The ground-floor Kaplan Hall Lobby, which Hadid conceived as an “urban carpet” that extends the street into the building, has been compromised by an inappropriate renovation and mismatched art installations that denature the original taut, disciplined, abstract design. This curatorial misdemeanor, unveiled in late March, was committed by the very staff entrusted with the stewardship of this museum of national architectural significance.

Roland Halbe
The exterior of the Rosenthal Center pre-lobby renovation
The intentions were good and valid: the Rosenthal Center undertook the $1.1 million upgrade to make the lobby more inviting, to entice passersby into the space. Jim Stapleton, AIA, a principle of FRCH Design Worldwide, which designed and coordinated the project pro bono, wrote to me in an email that the goal was to build on Hadid’s idea of the urban carpet: “Our mantra was ‘inside out and outside in’ … to bring in more of the outside street life into the lobby, while at the same time bringing more artistic life inside of the building to the outside. We were all big fans of the urban carpet idea, but its initial realization only took the concept so far.”

Courtesy FRCH
The lobby before the renovation
Originally, the Kaplan Hall Lobby featured only a streamlined reception desk and a bookstore; the rest of the space, which has plate-glass windows that line the sidewalk, remained under-furnished and underused, merely something to pass through on the way to the galleries upstairs. Last year, the museum’s administrators hired FRCH to design a bar and restaurant. A new front desk and jewelry case were put on wheels, for easy moving during events, and the retail cabinet under the stair was lifted off the ground, “to allow the energy of urban carpet to flow beneath it,” Stapleton wrote. Several columns were wrapped in lights to augment the ambient lighting.

Brian Miller for Steelcase
The lobby, pre-renovation
The installation and reprogramming has indeed drawn more people into the lobby during the day, but the foot traffic comes at a price: The aesthetic failure compromises a visitor’s introduction to the building and the art beyond. A space with an extraordinary aura has become ordinary.

Courtesy FRCH
The renovated lobby and new store. Left back-wall mural by Vivid Astro Focus, right back-wall light installation by Erwin Redl, and column wrap by Vulkane.

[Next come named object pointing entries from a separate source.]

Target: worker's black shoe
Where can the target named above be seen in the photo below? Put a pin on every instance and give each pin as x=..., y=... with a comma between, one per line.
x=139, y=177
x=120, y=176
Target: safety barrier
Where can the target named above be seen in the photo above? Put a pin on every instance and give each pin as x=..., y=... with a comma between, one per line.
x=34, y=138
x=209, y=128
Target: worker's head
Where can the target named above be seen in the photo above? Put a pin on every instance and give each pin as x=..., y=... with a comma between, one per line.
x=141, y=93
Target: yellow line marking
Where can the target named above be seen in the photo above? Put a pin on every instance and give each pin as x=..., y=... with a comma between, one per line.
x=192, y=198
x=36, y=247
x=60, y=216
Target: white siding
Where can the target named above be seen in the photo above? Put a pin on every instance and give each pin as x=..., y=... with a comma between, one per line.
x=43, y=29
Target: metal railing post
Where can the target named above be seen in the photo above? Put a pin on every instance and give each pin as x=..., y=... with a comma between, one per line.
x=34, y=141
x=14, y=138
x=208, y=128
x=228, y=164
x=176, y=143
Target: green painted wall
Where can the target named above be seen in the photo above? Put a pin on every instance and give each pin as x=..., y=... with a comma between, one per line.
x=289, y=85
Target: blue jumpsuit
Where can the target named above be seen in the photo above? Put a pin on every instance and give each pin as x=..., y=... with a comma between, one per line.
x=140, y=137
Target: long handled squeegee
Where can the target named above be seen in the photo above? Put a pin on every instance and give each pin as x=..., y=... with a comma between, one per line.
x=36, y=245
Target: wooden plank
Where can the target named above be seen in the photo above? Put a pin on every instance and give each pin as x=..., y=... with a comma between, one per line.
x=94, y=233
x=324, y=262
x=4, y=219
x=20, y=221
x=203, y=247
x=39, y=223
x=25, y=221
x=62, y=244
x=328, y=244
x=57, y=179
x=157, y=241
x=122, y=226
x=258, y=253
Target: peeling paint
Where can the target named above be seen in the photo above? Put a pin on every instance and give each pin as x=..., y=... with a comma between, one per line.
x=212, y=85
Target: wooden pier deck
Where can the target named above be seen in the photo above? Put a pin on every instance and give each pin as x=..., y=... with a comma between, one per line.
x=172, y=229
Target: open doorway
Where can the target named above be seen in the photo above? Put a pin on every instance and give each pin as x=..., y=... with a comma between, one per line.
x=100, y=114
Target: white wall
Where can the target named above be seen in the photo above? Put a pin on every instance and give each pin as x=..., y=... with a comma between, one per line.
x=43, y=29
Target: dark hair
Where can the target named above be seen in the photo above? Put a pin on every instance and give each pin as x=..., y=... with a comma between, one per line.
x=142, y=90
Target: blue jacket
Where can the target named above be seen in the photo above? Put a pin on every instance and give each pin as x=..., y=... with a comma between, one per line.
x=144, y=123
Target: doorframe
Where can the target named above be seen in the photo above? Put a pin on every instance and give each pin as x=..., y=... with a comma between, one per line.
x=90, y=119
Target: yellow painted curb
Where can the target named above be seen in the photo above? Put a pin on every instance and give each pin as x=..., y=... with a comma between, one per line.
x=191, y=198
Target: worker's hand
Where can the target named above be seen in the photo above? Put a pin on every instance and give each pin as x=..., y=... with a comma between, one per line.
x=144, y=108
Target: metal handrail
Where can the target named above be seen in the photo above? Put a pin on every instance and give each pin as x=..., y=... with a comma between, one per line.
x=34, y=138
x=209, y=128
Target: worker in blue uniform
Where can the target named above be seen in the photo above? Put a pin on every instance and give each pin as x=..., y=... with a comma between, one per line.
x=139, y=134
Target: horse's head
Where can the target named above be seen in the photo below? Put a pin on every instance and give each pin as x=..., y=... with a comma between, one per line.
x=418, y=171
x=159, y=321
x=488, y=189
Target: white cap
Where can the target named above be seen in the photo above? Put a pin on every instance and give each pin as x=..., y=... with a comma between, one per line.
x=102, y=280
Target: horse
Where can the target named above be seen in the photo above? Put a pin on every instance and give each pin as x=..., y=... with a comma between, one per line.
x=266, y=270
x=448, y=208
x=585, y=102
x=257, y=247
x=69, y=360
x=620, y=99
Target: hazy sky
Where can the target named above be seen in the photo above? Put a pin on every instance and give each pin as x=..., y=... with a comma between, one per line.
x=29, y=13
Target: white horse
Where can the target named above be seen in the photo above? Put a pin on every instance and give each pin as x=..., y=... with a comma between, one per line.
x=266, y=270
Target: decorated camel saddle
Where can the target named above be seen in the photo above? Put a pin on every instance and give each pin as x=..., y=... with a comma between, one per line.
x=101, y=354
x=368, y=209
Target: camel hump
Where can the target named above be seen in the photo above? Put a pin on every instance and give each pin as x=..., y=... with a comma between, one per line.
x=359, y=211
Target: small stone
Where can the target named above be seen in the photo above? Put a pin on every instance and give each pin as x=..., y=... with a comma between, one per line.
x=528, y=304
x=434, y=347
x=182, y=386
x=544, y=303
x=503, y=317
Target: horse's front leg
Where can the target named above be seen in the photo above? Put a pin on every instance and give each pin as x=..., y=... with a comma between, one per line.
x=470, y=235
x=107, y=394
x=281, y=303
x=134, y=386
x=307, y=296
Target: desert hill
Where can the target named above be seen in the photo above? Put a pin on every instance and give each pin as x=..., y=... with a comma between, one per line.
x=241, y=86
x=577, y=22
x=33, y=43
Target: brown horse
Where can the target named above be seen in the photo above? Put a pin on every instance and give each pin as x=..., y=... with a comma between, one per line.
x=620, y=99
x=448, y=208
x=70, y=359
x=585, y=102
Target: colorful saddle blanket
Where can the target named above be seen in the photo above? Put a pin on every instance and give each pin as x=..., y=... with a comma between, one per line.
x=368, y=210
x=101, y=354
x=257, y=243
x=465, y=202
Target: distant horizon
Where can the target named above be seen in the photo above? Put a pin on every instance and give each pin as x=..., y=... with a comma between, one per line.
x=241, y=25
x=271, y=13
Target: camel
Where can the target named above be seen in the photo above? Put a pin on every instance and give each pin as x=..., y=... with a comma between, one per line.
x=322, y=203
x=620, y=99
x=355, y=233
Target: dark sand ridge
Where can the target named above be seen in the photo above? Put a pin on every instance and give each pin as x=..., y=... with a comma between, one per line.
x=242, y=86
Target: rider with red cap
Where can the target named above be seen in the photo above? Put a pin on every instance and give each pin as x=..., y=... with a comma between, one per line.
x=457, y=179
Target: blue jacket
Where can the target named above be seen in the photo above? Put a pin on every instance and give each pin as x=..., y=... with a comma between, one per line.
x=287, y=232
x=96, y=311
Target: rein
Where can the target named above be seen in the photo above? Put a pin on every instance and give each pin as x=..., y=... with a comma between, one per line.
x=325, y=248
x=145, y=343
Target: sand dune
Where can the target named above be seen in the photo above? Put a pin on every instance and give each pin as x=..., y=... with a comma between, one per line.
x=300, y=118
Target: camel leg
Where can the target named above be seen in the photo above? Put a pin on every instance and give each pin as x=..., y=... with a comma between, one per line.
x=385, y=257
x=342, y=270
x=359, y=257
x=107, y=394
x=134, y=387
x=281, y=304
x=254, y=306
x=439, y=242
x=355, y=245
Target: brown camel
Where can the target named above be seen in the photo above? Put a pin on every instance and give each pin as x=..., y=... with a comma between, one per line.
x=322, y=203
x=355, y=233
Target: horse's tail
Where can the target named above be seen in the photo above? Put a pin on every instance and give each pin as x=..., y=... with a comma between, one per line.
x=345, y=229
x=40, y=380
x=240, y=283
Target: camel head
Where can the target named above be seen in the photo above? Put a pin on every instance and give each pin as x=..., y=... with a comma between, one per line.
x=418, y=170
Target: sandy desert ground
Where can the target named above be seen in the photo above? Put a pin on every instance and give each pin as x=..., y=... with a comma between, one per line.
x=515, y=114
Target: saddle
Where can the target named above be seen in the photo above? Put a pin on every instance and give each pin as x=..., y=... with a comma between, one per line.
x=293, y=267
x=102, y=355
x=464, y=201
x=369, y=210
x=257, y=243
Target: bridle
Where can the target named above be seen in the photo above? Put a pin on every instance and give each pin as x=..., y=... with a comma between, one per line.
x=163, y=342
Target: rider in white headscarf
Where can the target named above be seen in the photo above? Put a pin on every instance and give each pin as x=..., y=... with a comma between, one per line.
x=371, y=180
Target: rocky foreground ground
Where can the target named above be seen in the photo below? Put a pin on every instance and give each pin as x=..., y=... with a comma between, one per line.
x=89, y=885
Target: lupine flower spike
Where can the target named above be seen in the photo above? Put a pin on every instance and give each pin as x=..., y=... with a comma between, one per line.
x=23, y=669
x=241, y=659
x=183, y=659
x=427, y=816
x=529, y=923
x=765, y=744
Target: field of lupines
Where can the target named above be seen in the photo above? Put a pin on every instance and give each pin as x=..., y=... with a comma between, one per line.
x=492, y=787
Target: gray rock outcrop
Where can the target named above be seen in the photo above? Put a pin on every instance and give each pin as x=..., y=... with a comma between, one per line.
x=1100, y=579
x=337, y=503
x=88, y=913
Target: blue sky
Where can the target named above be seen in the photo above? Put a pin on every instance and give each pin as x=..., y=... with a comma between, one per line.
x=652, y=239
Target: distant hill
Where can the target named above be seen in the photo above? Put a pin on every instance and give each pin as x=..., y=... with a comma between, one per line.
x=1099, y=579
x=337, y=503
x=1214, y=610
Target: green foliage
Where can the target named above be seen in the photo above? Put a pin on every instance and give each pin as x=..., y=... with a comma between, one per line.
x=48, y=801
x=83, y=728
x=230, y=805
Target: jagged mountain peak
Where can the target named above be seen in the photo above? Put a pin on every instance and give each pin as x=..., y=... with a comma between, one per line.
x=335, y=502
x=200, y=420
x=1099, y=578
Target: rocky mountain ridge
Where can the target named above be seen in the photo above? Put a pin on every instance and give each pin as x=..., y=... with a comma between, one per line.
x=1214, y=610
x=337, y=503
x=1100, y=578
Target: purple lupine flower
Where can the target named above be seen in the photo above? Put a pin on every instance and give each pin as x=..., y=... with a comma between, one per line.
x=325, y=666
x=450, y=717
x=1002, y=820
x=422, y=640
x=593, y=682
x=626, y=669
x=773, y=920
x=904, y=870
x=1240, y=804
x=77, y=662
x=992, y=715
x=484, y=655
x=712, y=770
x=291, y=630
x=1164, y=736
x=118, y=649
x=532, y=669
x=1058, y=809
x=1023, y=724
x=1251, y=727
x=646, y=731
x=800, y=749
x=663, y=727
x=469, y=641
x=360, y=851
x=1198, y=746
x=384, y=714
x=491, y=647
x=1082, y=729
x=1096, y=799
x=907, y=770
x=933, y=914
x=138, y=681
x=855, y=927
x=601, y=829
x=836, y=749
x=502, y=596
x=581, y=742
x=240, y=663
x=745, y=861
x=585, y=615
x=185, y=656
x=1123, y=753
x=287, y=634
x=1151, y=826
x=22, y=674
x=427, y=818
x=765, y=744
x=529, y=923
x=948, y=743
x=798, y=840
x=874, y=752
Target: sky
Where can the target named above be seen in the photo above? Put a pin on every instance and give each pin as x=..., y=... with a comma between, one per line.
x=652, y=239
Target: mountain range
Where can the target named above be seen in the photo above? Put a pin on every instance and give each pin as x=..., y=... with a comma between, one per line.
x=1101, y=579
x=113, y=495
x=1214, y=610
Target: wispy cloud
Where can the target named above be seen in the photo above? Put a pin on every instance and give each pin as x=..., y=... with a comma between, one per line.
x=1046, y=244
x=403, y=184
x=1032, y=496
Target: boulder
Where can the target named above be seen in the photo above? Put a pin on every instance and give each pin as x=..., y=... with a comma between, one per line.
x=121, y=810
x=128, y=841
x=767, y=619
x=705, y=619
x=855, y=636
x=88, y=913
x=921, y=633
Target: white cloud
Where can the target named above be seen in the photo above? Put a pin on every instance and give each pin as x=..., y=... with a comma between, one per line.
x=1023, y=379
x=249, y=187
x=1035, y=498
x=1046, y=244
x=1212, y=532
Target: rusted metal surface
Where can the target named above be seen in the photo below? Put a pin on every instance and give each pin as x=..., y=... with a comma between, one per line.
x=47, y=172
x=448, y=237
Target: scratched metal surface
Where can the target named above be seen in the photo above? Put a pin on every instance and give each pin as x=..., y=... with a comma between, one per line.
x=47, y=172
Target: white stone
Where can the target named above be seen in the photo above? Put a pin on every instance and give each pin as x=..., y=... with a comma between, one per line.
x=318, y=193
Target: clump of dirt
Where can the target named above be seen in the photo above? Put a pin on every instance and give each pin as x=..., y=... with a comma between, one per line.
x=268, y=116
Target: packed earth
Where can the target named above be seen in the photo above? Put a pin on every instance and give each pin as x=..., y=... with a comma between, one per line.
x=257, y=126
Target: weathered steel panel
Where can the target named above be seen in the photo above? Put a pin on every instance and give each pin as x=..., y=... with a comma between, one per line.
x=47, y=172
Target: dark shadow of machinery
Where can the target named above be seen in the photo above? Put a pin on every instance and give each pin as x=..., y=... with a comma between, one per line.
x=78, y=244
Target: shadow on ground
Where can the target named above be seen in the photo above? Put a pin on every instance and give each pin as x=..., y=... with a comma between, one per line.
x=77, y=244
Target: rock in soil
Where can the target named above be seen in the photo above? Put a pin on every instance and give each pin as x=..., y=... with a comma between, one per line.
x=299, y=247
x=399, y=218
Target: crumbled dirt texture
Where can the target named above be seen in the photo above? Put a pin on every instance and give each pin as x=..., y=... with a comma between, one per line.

The renovated lobby, with local artist Matt Kotlarczyk's chandelier
Nothing builds on Hadid’s spare, abstract aesthetic, which, though robust, is strangely fragile. The interventions were intended to be artistic rather than architectural, presumably so as not to compete with Hadid’s mother ship, but distinctions blur without coalescing into a whole. It’s a museum yard sale that undercuts a visitor’s confidence in the judgment of the administrators.

Courtesy FRCH
The new store
The unfortunate turn of events raises an issue of historically important contemporary buildings: Who owns them? At a certain point an architect hands over the keys to the client, but a moral imperative pertaining to the building’s authorship and artistic copyright should live on, especially if the building has achieved national prominence for its design. The directors of this non-collecting museum should have handled their only permanent work of art—the building itself—with curatorial respect.

Courtesy FRCH
The new lounge area in the lobby
Fortunately, the damage is reversible, if expensive to undo: the art installations are not permanent, and the restaurant and café can be redesigned, perhaps according to Hadid’s original plans. Platow wrote that “We absolutely would welcome a future iteration with Zaha’s input.”
The museum plans to recast the space in about a year, so in the meantime, one hopes that the administrators seriously consider how they might restore the lobby’s original integrity. They can start by giving Hadid a call.